Sobre Everyman, de Philip Roth.

 

Oh, Death, thou comest when I had thee least in mind.

 

En The Professor of Desire (1977), una novela de la primera madurez de Philip Roth, encontramos una de sus clásicas escenas ambientadas en cementerios. Se trata del cementerio judío de Praga, adonde el narrador, David Kepesh, llega para visitar la tumba de Kafka. La emoción pronto embarga a Kepesh, que describe amorosamente las lápidas y los cantos rodados dispuestos sobre las tumbas; pero la mortalidad en sí es un hecho distante, esterilizado por el antiséptico de la historia. Cuando el personaje reaparece veintitantos años después, en El animal moribundo (2001), la muerte amenaza a una de sus ex amantes (cáncer) y, dada su edad, a él mismo. Ahora el asunto va en serio.“¿Qué se hace cuando, a los sesenta y dos años, uno se da cuenta de que las partes del cuerpo que hasta ahora eran invisibles (riñones, pulmones, venas, arterias, cerebro, intestinos, próstata, corazón) están por hacerse penosamente presentes, mientras que el órgano más conspicuo a lo largo de la vida de uno se retrae hacia lo insignificante?” Es una pregunta característica de los personajes de Roth y, para muchos, la única respuesta posible es la indignación.

La muerte se extiende lenta pero incontenible por las novelas tardías, como petróleo derramado en el agua. Penetra en el centro de La mancha humana y se ve firme en el horizonte de La conjura contra América. La muerte es, fabulosamente, la idea fija del nihilista salvaje que protagoniza El teatro de Sabbath, Mickey Sabbath, un personaje tan hastiado que quiere morir, aunque lo traiciona un pulso secreto.“No podía hacerlo, la puta madre no podía hacerlo, no podía morirse.
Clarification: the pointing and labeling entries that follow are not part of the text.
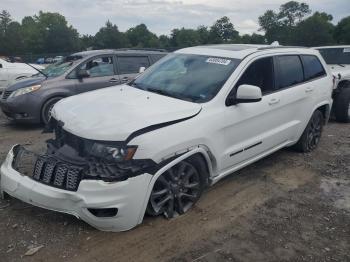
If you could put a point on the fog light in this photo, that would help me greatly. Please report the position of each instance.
(103, 212)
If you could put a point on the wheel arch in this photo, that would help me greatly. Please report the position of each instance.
(325, 110)
(345, 83)
(199, 150)
(47, 99)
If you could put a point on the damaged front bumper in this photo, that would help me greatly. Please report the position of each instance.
(107, 206)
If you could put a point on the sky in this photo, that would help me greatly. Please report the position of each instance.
(161, 16)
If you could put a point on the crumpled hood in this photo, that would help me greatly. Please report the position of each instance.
(114, 113)
(344, 71)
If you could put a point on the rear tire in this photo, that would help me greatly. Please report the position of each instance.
(47, 107)
(342, 105)
(311, 136)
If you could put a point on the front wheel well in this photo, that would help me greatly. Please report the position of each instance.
(325, 110)
(344, 84)
(200, 161)
(46, 102)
Todo lo que odiaba seguía ahí”; frases que recuerdan el duro “no puedo seguir, voy a seguir” de Beckett. El teatro… explora el deseo contrariado de extinguirse (en una escena que irradia simbolismo, Sabbath visita la tumba de su amante y se masturba sobre la tierra), pero Roth no desatiende en otras novelas la contrariada extinción del deseo. En los años noventa, Nathan Zuckerman, su álter ego y narrador recurrente, el otrora artista-cabrío que en The Ghost Writer afirmaba que un escritor debe tener “sangre en el pene”, el gran Zuckerman quedó, tras una operación de próstata, impotente. Eros y Tánatos, una pareja tradicionalmente viciosa, son en Roth algo mucho peor, un matrimonio siempre en conflicto; Roth habla, por ejemplo, de la “penetrante individualización, la singularidad sublime, que marca un nuevo encuentro sexual o relación amorosa y que es lo opuesto a la despersonalización entumecida de la enfermedad mortal”.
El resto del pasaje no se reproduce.